Luxury stocks have gotten a huge boost from China’s stimulus this week

A couple walk with Hermes shopping bags as they leave an Hermes store in Paris March 21, 2013. Hermes on Thursday said operating margin last year reached its highest level since the French luxury group listed in 1993 on robust demand for its hand-crafted leather goods and printed silk scarves.

European luxury stocks rallied sharply this week as a wave of Chinese stimulus measures spurred hopes of more spending.

Shares of Hermes, Cartier-parent Richemont, and LVMH soared more than 15% over the five-day period.

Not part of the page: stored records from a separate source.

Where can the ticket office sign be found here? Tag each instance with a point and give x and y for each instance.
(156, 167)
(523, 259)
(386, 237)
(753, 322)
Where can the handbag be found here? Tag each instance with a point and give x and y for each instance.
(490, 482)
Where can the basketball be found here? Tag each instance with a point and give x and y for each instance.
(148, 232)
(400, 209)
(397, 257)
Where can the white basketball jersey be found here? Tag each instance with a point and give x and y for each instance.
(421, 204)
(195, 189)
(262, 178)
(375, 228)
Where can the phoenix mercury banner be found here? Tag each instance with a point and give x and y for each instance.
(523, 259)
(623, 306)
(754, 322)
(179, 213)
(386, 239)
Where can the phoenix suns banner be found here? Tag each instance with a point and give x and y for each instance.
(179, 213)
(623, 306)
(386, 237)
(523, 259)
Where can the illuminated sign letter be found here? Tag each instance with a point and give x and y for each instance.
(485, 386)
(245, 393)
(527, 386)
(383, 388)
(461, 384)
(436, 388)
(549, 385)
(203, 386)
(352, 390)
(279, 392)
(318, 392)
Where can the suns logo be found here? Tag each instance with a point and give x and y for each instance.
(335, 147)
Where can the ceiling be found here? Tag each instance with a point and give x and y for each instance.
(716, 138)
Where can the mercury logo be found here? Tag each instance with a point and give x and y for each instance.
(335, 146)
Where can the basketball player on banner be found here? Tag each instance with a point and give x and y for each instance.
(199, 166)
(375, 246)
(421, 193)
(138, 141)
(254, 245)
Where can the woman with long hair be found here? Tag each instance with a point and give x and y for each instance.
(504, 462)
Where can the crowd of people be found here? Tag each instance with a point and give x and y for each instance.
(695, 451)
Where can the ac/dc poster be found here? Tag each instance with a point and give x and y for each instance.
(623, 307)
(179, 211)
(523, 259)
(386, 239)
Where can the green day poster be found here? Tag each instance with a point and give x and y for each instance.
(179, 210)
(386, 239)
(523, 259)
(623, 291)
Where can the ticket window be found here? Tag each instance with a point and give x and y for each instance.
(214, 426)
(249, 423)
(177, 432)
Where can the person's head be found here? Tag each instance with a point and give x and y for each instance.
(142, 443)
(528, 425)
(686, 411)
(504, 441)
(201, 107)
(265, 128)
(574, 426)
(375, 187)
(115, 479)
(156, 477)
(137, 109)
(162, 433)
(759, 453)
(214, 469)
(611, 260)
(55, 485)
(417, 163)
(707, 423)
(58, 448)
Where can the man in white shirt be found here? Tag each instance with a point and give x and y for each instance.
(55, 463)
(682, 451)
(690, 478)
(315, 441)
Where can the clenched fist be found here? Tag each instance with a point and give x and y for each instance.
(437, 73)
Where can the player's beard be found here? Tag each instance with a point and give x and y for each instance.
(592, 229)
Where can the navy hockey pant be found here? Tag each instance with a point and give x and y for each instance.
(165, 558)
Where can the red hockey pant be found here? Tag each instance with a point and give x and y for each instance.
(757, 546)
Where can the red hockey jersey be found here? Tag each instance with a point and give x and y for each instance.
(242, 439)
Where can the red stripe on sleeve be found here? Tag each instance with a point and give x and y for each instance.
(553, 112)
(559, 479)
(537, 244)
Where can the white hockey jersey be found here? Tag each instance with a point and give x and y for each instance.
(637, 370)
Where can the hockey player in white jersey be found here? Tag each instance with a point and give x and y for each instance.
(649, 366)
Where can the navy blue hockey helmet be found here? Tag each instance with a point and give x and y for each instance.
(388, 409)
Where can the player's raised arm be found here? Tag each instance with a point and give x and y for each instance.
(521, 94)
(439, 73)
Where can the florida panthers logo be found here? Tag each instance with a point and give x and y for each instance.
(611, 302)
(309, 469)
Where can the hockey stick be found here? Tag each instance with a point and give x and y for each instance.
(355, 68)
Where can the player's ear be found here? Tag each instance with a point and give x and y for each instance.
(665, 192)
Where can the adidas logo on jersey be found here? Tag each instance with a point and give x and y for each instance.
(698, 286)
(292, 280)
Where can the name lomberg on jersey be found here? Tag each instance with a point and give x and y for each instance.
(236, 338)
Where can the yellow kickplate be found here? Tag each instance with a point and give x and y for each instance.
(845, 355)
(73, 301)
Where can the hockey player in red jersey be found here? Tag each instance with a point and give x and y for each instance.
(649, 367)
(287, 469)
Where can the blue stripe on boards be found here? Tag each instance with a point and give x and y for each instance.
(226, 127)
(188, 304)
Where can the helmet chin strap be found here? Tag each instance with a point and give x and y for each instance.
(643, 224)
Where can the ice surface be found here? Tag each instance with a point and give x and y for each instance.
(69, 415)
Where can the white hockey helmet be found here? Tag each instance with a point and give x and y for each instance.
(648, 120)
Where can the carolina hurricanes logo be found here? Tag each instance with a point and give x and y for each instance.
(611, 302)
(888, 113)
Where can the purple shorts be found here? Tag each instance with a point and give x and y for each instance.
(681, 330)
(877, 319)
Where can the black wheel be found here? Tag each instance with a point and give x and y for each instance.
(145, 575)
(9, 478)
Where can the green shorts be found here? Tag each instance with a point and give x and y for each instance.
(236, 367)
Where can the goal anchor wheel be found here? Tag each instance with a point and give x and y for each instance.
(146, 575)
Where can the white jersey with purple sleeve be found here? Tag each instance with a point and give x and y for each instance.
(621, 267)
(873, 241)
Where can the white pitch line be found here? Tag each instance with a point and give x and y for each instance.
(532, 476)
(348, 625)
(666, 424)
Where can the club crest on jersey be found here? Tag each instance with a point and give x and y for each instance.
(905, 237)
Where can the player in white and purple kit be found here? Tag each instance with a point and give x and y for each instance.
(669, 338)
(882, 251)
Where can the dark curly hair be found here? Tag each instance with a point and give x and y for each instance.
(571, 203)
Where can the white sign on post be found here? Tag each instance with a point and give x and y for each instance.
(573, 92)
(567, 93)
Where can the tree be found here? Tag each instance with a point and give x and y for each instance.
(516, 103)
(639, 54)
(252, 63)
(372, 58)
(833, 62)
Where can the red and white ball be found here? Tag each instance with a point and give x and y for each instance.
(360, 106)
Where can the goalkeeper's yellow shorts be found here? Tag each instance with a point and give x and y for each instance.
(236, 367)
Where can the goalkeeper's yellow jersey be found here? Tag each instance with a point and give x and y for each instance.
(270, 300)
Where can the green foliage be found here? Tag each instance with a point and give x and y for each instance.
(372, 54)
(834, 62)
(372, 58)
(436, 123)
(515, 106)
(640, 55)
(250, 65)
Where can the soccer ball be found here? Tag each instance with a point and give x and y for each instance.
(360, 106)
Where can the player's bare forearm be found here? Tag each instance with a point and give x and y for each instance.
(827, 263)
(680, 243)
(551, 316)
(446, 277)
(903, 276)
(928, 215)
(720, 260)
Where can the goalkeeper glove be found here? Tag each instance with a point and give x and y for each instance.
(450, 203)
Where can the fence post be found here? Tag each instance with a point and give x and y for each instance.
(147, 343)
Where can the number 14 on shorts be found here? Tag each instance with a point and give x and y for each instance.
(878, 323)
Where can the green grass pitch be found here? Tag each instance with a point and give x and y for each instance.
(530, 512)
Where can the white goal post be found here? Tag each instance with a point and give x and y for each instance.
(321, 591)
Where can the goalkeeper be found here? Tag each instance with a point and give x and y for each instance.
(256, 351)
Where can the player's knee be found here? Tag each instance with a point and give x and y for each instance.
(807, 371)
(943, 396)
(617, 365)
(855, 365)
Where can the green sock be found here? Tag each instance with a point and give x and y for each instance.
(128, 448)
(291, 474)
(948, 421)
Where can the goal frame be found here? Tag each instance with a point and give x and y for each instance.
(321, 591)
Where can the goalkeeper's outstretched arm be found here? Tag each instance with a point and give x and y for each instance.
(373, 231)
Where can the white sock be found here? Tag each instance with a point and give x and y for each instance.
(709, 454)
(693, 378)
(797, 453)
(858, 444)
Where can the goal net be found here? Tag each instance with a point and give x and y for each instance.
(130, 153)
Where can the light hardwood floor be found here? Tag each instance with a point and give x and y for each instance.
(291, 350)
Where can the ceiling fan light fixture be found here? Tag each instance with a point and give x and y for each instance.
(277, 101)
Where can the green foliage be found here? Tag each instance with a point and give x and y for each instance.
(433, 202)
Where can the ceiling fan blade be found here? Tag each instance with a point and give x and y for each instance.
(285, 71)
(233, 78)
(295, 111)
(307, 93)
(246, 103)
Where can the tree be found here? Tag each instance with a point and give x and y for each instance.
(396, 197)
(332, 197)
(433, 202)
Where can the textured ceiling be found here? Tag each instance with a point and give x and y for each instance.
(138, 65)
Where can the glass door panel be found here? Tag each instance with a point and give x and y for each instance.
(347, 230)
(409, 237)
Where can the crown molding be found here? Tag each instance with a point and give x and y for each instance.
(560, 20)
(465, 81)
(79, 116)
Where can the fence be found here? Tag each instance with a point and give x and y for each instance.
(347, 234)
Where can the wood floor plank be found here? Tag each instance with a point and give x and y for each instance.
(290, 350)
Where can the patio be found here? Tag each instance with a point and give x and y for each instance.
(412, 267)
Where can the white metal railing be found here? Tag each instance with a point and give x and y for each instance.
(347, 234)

In a rare press conference on Tuesday, three top Chinese officials announced a broad set of economic-stimulus measures, including interest-rate cuts, liquidity support and lower bank-reserve requirements.

The move sent stocks surging across the board, and proved especially promising for the luxury sector, which has struggled for months amid weak demand in China.

China’s consumers have been reluctant to spend in recent months, even as their disposable incomes have grown. Retail sales grew just 2.1% last month from a year before, coming in below economists’ forecasts of 2.5%.

European luxury brands cited that slowing demand in their most recent quarterly earnings reports. Burberry said its sales in mainland China declined 21% from the year before, while Hugo Boss said the Chinese market has proved “particularly challenging.”

On Monday, the day before the stimulus measures were announced, Bank of America analysts cut their price objectives on luxury stocks by an average of around 20%.

They also downgraded four luxury stocks to neutral, and another from neutral to underperform — leaving just three luxury stocks at buy ratings.

“Lower for longer revenue growth can be attributed to synchronised consumption weakness across US, EU and China (ie c.70% of revenues). There are green shoots in the US, whilst China weakness has just begun,” the analysts wrote in a Monday note.

Some of that decline in demand is a result of Chinese consumers shifting their big-ticket spending abroad, especially in Japan, where the weak yen helps Chinese shoppers’ money go further.

Now, it seems investors are banking on the stimulus measures to bring luxury spending back to the country.